Heineken N.V. and Carlsberg A/S statement regarding Scottish & Newcastle plc


Amsterdam, 17 October 2007 - Heineken N.V. responded today to the recent share price movement of Scottish & Newcastle plc.
 
Heineken N.V. and Carlsberg A/S confirm that they are in discussions regarding the formation of a consortium to make an offer for the entire issued share capital of Scottish & Newcastle plc. An offer, if made, is likely to be in cash. It is currently intended that Heineken will ultimately assume control of Scottish & Newcastle's business in the UK and other European markets and that Carlsberg will ultimately acquire Scottish & Newcastle's interest in BBH, France and Greece.
 
To date no formal approach has been made to Scottish & Newcastle and there can be no certainty that an offer for Scottish & Newcastle will ultimately be forthcoming.
 
A further announcement will be made in due course.
 
 
 
Editorial information:
Heineken N.V. is the most international brewer in the world. The Heineken brand is sold in almost every country in the world and the company owns over 115 breweries in more than 65 countries. With a Group beer volume of 132 million hectolitres Heineken ranks fourth in the world beer market by volume. Heineken strives for an excellent sustainable financial performance through marketing a portfolio of strong local and international brands with the emphasis on the Heineken brand, through a carefully selected combination of broad and segment leadership positions and through a continuous focus on cost control. In 2006, revenues amounted to € 12 billion and net profit before exceptional items and amortisation of brands amounted to € 930 million. Heineken employs over 57,500 people. Heineken N.V. and Heineken Holding N.V. shares are listed on the Amsterdam stock exchange. Prices for the ordinary shares may be accessed on Bloomberg under the symbols HEIA NA and HEIO NA and on the Reuter Equities 2000 Service under HEIN.AS and HEIO.AS.
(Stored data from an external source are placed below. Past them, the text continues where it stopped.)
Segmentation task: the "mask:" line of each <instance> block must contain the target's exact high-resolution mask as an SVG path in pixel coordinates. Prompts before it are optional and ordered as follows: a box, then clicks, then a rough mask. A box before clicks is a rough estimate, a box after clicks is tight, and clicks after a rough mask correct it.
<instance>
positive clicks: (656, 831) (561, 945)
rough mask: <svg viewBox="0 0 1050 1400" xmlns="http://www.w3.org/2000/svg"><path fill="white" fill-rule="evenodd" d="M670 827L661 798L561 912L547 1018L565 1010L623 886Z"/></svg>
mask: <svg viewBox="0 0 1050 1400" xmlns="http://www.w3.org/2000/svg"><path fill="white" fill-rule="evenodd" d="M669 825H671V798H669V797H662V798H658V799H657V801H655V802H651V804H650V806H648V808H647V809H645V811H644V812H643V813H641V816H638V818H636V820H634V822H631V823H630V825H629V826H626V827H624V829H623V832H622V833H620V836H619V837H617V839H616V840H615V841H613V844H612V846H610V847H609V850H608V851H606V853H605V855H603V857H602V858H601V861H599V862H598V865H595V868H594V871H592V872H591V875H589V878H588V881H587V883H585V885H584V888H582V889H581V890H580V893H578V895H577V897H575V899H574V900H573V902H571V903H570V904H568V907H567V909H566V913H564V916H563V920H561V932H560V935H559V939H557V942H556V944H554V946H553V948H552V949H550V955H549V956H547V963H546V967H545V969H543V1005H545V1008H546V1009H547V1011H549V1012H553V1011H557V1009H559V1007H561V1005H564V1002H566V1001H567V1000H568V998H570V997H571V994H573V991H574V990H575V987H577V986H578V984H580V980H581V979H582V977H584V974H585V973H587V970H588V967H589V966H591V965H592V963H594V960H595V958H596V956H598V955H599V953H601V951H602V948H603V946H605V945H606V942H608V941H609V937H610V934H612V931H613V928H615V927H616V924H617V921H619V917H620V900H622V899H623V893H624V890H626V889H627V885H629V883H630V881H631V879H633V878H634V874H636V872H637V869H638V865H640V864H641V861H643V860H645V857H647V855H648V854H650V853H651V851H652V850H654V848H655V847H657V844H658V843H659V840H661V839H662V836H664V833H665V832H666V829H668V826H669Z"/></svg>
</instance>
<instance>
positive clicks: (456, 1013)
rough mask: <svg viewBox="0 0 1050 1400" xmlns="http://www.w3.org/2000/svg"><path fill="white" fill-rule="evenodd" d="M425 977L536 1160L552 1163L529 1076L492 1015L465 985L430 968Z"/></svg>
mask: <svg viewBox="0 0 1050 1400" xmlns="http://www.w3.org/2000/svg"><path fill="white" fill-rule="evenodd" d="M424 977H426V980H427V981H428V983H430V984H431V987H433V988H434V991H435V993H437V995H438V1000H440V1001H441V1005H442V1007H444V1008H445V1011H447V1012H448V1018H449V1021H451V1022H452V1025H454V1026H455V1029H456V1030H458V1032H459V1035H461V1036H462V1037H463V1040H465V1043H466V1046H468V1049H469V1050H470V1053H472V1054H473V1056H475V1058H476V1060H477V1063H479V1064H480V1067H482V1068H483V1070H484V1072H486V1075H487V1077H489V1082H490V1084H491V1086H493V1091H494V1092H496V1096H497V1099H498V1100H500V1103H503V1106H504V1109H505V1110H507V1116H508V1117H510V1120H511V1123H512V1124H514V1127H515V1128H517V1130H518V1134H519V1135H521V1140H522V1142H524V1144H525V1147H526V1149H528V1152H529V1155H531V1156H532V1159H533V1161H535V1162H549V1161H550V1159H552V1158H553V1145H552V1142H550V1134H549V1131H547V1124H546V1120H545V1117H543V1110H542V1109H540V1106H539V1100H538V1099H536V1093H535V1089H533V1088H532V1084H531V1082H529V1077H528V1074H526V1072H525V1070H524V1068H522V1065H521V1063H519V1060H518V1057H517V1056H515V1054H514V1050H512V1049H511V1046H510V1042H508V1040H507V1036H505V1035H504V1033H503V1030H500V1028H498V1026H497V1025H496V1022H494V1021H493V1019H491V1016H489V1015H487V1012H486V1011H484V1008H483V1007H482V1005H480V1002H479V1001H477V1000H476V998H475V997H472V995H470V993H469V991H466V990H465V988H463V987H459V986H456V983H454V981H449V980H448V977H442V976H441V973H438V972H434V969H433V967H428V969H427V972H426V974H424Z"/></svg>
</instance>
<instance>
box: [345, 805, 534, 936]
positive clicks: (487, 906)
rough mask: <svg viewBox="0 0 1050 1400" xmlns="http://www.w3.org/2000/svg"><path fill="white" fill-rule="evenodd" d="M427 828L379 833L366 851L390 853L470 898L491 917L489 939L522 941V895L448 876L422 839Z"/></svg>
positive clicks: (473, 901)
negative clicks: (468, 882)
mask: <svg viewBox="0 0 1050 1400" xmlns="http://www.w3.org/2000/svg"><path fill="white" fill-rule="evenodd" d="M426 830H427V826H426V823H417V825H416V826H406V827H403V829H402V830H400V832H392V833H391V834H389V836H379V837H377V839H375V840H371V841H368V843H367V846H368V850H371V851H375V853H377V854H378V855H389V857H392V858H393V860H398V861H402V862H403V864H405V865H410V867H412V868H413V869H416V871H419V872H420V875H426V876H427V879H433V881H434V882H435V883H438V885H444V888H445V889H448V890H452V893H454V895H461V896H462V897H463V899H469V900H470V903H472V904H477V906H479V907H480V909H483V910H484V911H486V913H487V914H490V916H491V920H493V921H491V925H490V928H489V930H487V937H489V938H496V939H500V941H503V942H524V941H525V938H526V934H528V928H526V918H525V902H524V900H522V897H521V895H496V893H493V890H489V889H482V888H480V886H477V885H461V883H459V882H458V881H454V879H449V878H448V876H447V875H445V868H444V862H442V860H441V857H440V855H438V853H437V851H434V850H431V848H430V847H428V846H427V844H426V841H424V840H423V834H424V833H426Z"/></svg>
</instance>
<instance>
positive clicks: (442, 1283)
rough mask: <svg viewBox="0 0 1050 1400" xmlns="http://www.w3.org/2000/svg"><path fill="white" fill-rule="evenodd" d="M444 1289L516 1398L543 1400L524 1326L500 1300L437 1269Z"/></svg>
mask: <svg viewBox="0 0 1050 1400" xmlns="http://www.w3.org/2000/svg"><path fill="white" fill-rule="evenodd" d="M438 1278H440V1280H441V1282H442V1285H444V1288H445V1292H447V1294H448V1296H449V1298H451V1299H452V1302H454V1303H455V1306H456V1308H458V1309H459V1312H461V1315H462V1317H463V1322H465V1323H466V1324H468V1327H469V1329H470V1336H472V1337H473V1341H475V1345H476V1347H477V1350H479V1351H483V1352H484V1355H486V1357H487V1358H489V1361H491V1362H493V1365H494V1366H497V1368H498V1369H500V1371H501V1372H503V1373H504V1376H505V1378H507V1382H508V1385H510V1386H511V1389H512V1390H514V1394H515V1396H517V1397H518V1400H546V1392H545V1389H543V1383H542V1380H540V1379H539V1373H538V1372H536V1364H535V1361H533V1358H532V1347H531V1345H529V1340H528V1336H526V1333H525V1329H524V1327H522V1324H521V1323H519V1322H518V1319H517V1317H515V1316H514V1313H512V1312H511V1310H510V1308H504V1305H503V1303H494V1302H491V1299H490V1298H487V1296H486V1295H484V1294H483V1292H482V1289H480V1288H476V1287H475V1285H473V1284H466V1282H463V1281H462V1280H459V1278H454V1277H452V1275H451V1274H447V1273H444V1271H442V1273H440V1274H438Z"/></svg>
Additional information is available on Heineken's home page: http//www.heinekeninternational.com.
 
Press enquiries
Véronique Schyns
Tel: +31 (0)20 52 39 355
veronique.schyns@heineken.com
 
Investor and analyst enquiries          
Jan van de Merbel
Tel: +31 (0)20 52 39 590
 
London Stock Exchange Dealing Disclosure Requirements
 
Under the provisions of Rule 8.3 of the Takeover Code (the "Code"), if any person is, or becomes, "interested" (directly or indirectly) in 1% or more of any class of "relevant securities" of Scottish & Newcastle plc, all "dealings" in any "relevant securities" of that company (including by means of an option in respect of, or a derivative referenced to, any such "relevant securities") must be publicly disclosed by no later than 3.30 pm (London time) on the London business day following the date of the relevant transaction. This requirement will continue until the date on which the offer becomes, or is declared, unconditional as to acceptances, lapses or is otherwise withdrawn or on which the "offer period" otherwise ends. If two or more persons act together pursuant to an agreement or understanding, whether formal or informal, to acquire an "interest" in "relevant securities" of Scottish & Newcastle plc, they will be deemed to be a single person for the purpose of Rule 8.3.
Under the provisions of Rule 8.1 of the Code, all "dealings" in "relevant securities" of Scottish & Newcastle by Carlsberg A/S or Heineken N.V. or Scottish & Newcastle plc, or by any of their respective "associates", must be disclosed by no later than 12.00 noon (London time) on the London business day following the date of the relevant transaction.
A disclosure table, giving details of the companies in whose "relevant securities" "dealings" should be disclosed, and the number of such securities in issue, can be found on the Takeover Panel's website at www.thetakeoverpanel.org.uk.
"Interests in securities" arise, in summary, when a person has long economic exposure, whether conditional or absolute, to changes in the price of securities. In particular, a person will be treated as having an "interest" by virtue of the ownership or control of securities, or by virtue of any option in respect of, or derivative referenced to, securities.
Terms in quotation marks are defined in the Code, which can also be found on the Panel's website. If you are in any doubt as to whether or not you are required to disclose a "dealing" under Rule 8, you should consult the Panel.